Solvent resistance was determined by wetting cheesecloth with methyl ethyl 
ketone and then rubbing each panel 100 times. A double rub consists of one 
back and forth rub against the coated panel. Following a five minute 
waiting period after the rubs were completed, each panel was scratched 
with a thumb nail. If there was no evidence of film destruction, the films 
were rated as passing. 
Pendulum Hardness was determined by evaluating coated panels of a Pendulum 
Hardness Tester. The tester was levelled, and at the desired interval of 
measurement the metal plate was placed on the sample stage of the tester. 
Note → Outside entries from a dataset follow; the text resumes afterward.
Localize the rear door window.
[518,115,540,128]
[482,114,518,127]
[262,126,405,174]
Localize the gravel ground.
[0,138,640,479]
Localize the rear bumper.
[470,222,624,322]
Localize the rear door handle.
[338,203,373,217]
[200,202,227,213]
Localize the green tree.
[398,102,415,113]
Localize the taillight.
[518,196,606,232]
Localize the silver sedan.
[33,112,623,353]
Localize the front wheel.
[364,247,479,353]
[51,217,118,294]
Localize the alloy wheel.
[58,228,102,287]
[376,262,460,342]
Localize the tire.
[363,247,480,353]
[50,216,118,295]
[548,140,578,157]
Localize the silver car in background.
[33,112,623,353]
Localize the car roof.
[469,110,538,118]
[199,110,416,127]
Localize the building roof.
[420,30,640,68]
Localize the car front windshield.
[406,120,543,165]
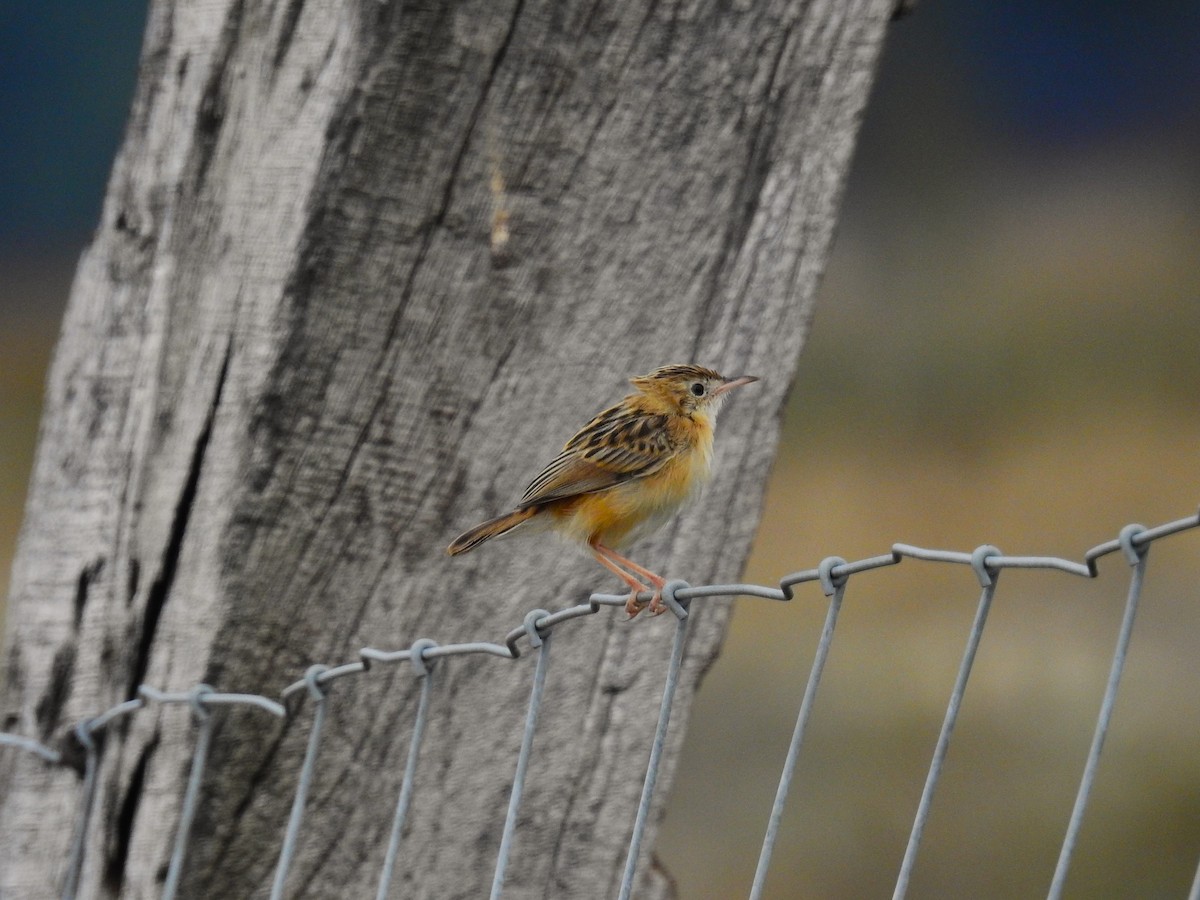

The fulcrum points of the pendulum were lowered onto the curing film, the 
pendulum was deflected 6.degree. and released. The time for the pendulum 
to damp to a 3.degree. deflection was recorded. 
EXAMPLE 4 
Coating compositions were prepared by mixing the polyisocyanate or blocked 
polyisocyanates set forth in Table IV with Polyol II at an NCO/OH 
equivalent ratio of 1.3:1. The coating compositions also contained 0.1% 
Catalyst, 1% of Additive A, 1.3% of Additive B and 1.3% of Additive C, 
wherein all of the percentages are based on resin solids. A 1:1:1 blend of 
methyl amyl ketone, xylene, and methyl isobutyl ketone was added until the 
coating compositions had a viscosity of 20 sec. as measured using a #4 
Ford cup at room temperature. The coating compositions were applied to 
panels as described in Example 3 and cured at 300.degree. F. The cured 
panels were tested for environmental etch, solvent resistance and hardness 
using the procedures described in Example 3. The panels were then rated 
best (1), second best (2) and worst (3). The results are set forth in 
Table 4. 
TABLE 4 
______________________________________ 
Etch Solvent 
Polyisocyanate Resistance 
Resistance 
Hardness 
______________________________________ 
Blocked Polyisocyanate VI 
1 1 1 
Blocked Polyisocyanate VII 
2 1 1 
Polyisocyanate IV 
3 1 1 
______________________________________ 
The examples demonstrate that coatings prepared from one-component systems 
containing the blocked polyisocyanates of the present invention possess 
excellent acid etch resistance when compared to one-component systems 
which correspond to the existing two-component systems, i.e., systems 
prepared by blocking the isocyanate component of the two-component system 
to obtain a one-component system. The examples also demonstrate that when 
all of the properties are evaluated, the one-component systems according 
to the invention can be used to prepare coatings which possess properties 
which are equal to or better than the properties of coatings prepared from 
the corresponding two-component system. 
Although the invention has been described in detail in the foregoing for 
the purpose of illustration, it is to be understood that such detail is 
solely for that purpose and that variations can be made therein by those 
skilled in the art without departing from the spirit and scope of the 
invention except as it may be limited by the claims.